Pautado na experiência profissional ao longo de três décadas na área assistencial de enfermagem hospitalar e como docente de cursos de graduação e pós na área de ciências da saúde, além de pesquisador da qualidade de vida e saúde das pessoas com deficiência, reconheço a pertinência/premência da oferta de cursos para formação de cuidadores, mas não posso negar que alguns entraves de caráter corporativistas na defesa de mercado de trabalho, remetem ao exercício profissional do auxiliar e do técnico de enfermagem. Então, questiono: Não seria o caso de se criar cursos de especialização em cuidados domiciliários de pessoas com deficiência física severa para auxiliares e técnicos de enfermagem? Tal iniciativa contemplaria tanto a demanda crescente de cuidadores domiciliares quanto preservaria intactos espaços no mercado de trabalho, fruto das especulações corporativistas da enfermagem.

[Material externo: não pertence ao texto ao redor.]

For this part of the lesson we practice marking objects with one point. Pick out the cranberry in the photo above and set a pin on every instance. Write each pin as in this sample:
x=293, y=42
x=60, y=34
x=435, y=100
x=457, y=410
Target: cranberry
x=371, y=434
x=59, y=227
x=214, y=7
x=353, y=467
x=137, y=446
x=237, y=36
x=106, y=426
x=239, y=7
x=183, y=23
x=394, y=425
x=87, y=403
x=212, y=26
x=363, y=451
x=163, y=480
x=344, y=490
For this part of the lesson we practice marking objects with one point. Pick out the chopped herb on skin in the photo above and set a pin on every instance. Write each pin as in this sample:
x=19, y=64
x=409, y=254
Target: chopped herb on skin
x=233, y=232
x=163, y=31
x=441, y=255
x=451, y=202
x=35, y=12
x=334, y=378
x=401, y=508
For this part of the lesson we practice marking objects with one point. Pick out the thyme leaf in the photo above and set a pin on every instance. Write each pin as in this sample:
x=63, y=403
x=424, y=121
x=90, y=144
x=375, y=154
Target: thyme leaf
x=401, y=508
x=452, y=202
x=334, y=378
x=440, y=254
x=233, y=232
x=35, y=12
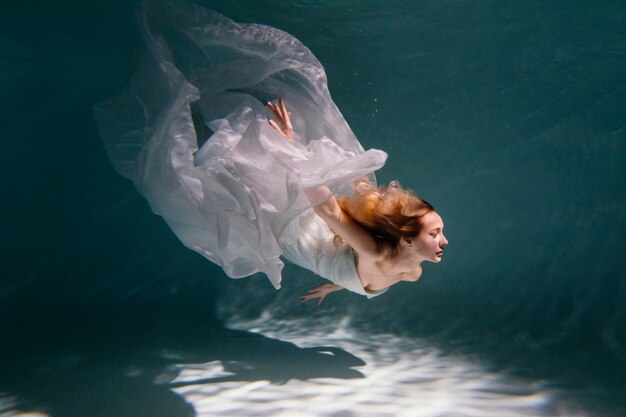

Da mesma forma parece-nos imperativa a oferta de cursos de difusão cultural para formação de cuidadores domiciliares, inclusive de pessoas com deficiência física severa, abertos para a comunidade em geral, considerando a realidade da desigualdade social/educacional e singularidades dos 5.564 municípios brasileiros. Em especial no pleno reconhecimento de que, em algumas centenas deles, inexistem ofertas de cursos para formação de auxiliares e técnicos de enfermagem, mesmo assim existe clientela para tal demanda em todos os municípios brasileiros, conforme dados do censo do IBGE 2000 e da contagem populacional de 2007. Para os casos dos municípios que não dispõem da oferta de cursos para formação de auxiliares e técnicos de enfermagem, havemos de atentar para o fato de que todos possuem em sua estrutura de Governo Municipal, uma Secretaria de Saúde, a qual deveria designar enfermeiro do seu quadro para se responsabilizar pela disponibilização de tais cursos, em atendimento a demanda local.
Vale ressaltar que na maioria dos casos, seja nas regiões mais desenvolvidas, seja naquelas carentes de tudo, em todo o território nacional, são os próprios membros das famílias, predominantemente incansáveis mães/pais, alguns já desgastados pelo peso do cotidiano e/ou idosos, que se encarregam do cuidado dessas pessoas, sem que tenham recebido menor orientação profissional específica. Mais uma questão surge: Por que negligenciar uma demanda social em nome da preservação de interesses fundamentalmente corporativistas? E o cuidado da saúde do ser humano, onde ficaria?
Finalmente, cabe enfatizar a premência de se transpor quaisquer barreiras para criação e implementação de cursos de difusão para cuidadores de pessoas com deficiência física severa, em todo o Brasil, sobretudo, sob sistemático processo de avaliação e acompanhamento de seus pares com formação, qualificação e/ou experiência de usuários de tais serviços. Afinal, não devemos perder de sintonia a máxima: "Nada sobre nós sem nós".